Now, I’m not so sure I want to trade what I have for that just yet. Escorting was meant to be temporary, a way to pay the bills and avoid sinking into debt. Instead, it’s become a kind of parallel education. I’ve seen up close how high-earning professionals live, what actually makes them unhappy, and what they’re willing to pay for when no one is watching. It’s made me question whether the supposedly ‘respectable’ career route is as fulfilling as we’re told it is.

Considering a Full-Time Future

So I’m considering continuing to escort for a while after graduation, at least for another couple of years, to see how it works as a full-time commitment rather than something I squeeze in between lectures and revision sessions. I’m aware that youth is one of my assets in this industry — it’s just the reality of it — and part of me feels it would be foolish not to make the most of that while I can. Finance, in contrast, will still be there in five or ten years. Banks and trading floors aren’t going anywhere. The chance to explore this side of my life, on my own terms, won’t last forever.

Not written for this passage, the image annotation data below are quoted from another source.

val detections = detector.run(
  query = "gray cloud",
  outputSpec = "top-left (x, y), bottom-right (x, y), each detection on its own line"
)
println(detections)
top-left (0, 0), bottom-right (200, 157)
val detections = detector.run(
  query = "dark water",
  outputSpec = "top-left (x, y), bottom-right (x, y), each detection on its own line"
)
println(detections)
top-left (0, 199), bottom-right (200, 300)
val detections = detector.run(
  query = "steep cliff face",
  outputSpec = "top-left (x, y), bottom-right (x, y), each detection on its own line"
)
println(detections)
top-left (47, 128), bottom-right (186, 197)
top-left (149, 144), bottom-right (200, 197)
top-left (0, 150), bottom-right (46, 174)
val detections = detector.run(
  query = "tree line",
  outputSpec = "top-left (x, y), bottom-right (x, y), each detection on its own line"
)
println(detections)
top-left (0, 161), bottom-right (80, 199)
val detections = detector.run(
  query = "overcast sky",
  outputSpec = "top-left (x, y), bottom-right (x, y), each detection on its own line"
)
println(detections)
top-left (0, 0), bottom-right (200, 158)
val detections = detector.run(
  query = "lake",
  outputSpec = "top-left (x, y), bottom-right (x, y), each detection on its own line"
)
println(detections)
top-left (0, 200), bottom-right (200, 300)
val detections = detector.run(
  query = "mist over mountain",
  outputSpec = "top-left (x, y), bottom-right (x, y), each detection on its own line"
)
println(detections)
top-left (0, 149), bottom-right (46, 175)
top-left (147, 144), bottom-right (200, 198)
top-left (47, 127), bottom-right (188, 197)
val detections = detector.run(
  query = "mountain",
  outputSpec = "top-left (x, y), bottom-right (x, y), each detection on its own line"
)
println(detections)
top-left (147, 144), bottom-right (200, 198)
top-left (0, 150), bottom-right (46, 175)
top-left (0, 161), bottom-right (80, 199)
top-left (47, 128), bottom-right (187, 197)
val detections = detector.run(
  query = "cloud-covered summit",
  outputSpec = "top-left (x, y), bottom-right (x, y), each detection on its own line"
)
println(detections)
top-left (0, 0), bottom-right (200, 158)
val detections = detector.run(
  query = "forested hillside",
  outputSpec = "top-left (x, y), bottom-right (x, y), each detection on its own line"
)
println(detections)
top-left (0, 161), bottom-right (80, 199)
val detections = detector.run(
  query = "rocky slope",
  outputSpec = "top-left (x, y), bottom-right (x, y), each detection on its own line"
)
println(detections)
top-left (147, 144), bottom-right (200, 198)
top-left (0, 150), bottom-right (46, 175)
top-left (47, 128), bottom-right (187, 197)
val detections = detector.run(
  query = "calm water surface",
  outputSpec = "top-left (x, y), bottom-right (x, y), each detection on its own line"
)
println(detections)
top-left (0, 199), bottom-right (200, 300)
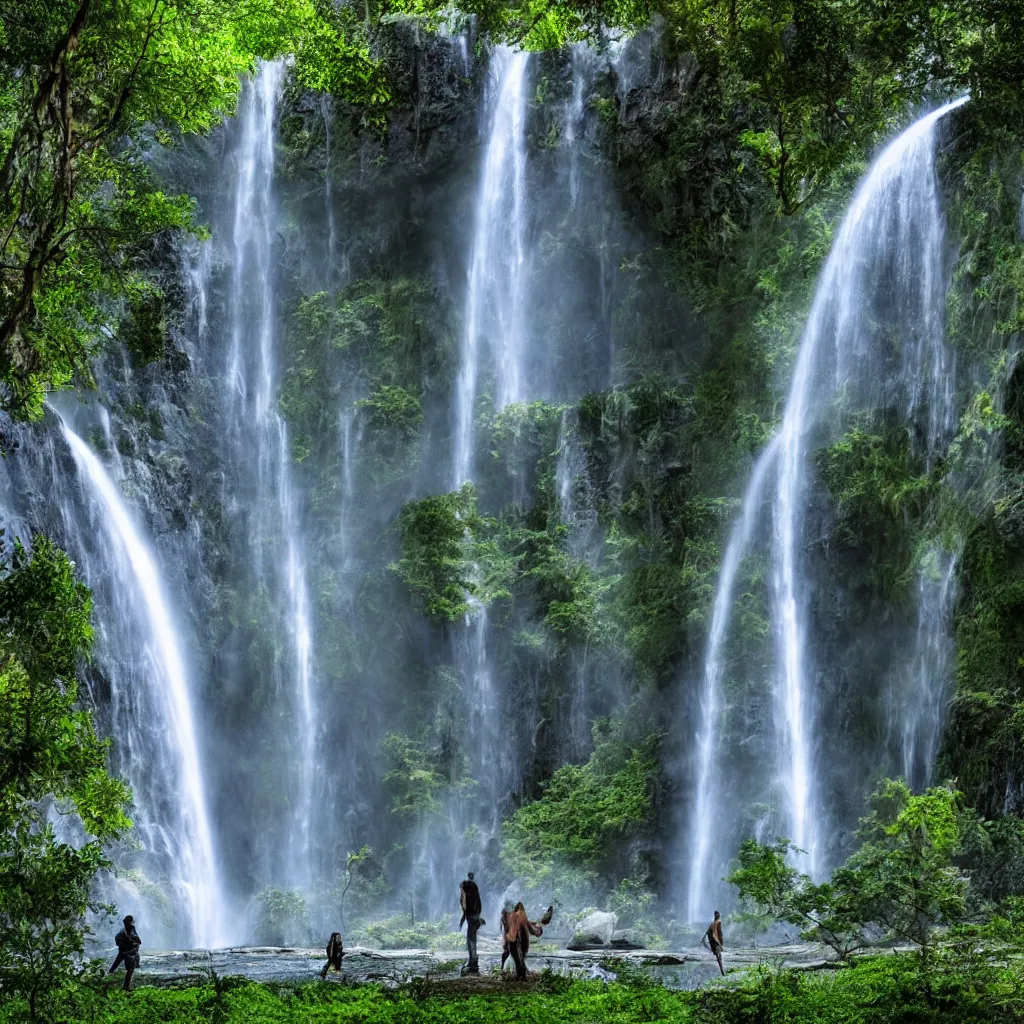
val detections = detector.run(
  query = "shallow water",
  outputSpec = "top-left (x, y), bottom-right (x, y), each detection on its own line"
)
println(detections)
top-left (119, 940), bottom-right (828, 989)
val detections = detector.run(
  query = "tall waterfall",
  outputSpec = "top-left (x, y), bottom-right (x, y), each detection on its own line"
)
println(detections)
top-left (453, 47), bottom-right (529, 487)
top-left (226, 61), bottom-right (316, 889)
top-left (687, 97), bottom-right (967, 921)
top-left (62, 424), bottom-right (227, 947)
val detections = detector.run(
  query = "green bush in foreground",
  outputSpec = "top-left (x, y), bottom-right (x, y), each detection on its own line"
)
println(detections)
top-left (0, 944), bottom-right (1024, 1024)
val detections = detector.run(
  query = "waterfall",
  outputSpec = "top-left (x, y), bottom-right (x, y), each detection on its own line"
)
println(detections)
top-left (888, 544), bottom-right (958, 791)
top-left (61, 423), bottom-right (227, 947)
top-left (452, 47), bottom-right (529, 487)
top-left (563, 43), bottom-right (590, 207)
top-left (226, 61), bottom-right (316, 889)
top-left (688, 97), bottom-right (967, 921)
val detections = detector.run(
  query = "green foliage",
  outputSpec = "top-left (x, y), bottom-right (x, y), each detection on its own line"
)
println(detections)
top-left (729, 779), bottom-right (968, 959)
top-left (256, 887), bottom-right (309, 946)
top-left (815, 426), bottom-right (935, 597)
top-left (9, 954), bottom-right (1024, 1024)
top-left (0, 537), bottom-right (131, 1020)
top-left (502, 727), bottom-right (660, 881)
top-left (382, 732), bottom-right (449, 821)
top-left (0, 0), bottom-right (417, 419)
top-left (389, 484), bottom-right (477, 622)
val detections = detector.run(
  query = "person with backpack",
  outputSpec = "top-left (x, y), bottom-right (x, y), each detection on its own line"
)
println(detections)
top-left (108, 913), bottom-right (142, 992)
top-left (459, 871), bottom-right (486, 974)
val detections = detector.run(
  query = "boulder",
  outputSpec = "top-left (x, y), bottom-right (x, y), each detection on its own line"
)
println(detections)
top-left (569, 910), bottom-right (618, 949)
top-left (611, 928), bottom-right (647, 949)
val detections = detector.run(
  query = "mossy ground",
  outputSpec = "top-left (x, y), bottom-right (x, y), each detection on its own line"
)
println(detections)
top-left (14, 946), bottom-right (1024, 1024)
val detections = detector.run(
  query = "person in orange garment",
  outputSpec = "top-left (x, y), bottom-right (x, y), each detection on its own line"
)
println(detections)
top-left (502, 902), bottom-right (555, 981)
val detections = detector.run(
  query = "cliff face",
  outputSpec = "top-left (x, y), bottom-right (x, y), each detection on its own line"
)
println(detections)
top-left (6, 22), bottom-right (1020, 942)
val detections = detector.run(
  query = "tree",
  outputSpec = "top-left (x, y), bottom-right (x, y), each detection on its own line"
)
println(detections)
top-left (729, 779), bottom-right (970, 961)
top-left (0, 0), bottom-right (386, 419)
top-left (0, 537), bottom-right (131, 1020)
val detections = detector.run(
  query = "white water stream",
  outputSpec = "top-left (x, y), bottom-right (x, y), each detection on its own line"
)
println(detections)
top-left (61, 423), bottom-right (227, 948)
top-left (687, 97), bottom-right (967, 921)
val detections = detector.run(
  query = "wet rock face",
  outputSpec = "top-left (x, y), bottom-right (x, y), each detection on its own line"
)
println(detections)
top-left (569, 910), bottom-right (618, 949)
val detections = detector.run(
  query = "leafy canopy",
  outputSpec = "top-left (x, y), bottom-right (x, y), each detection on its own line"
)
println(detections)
top-left (729, 779), bottom-right (973, 959)
top-left (0, 537), bottom-right (131, 1019)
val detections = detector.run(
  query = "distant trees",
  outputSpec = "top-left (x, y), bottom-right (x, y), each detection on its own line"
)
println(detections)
top-left (0, 538), bottom-right (131, 1020)
top-left (729, 779), bottom-right (981, 959)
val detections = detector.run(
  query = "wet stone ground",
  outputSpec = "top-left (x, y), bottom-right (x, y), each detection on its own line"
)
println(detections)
top-left (123, 941), bottom-right (829, 988)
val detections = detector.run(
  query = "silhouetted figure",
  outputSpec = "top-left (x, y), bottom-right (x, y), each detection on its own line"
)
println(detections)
top-left (321, 932), bottom-right (345, 978)
top-left (502, 902), bottom-right (555, 980)
top-left (459, 871), bottom-right (486, 974)
top-left (108, 913), bottom-right (142, 992)
top-left (705, 910), bottom-right (725, 975)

I don’t pretend escorting is perfect or simple. There are nights when I come home exhausted from being ‘on’ for hours, from smiling and listening and shaping myself around someone else’s needs. Sometimes I feel the weight of secrecy when I’m sitting in a seminar and overhear classmates talking casually about their weekend shifts in bars or shops, knowing that if I joined in honestly, the atmosphere would change instantly. But I also know that this work has given me a kind of independence and clarity I might not have found any other way.

Standing at a Crossroads

Right now, standing on the edge of graduation, I’m aware I’m at a crossroads. I can step into the conventional world I was always headed toward, or I can lean further into the unconventional path I’ve already started. Either way, the years I’ve spent as an escort have shaped me. They’ve taught me to see past people’s façades, to trust my own judgement, and to recognise that power is often just a story people agree to believe. And whatever I choose next, those lessons are coming with me.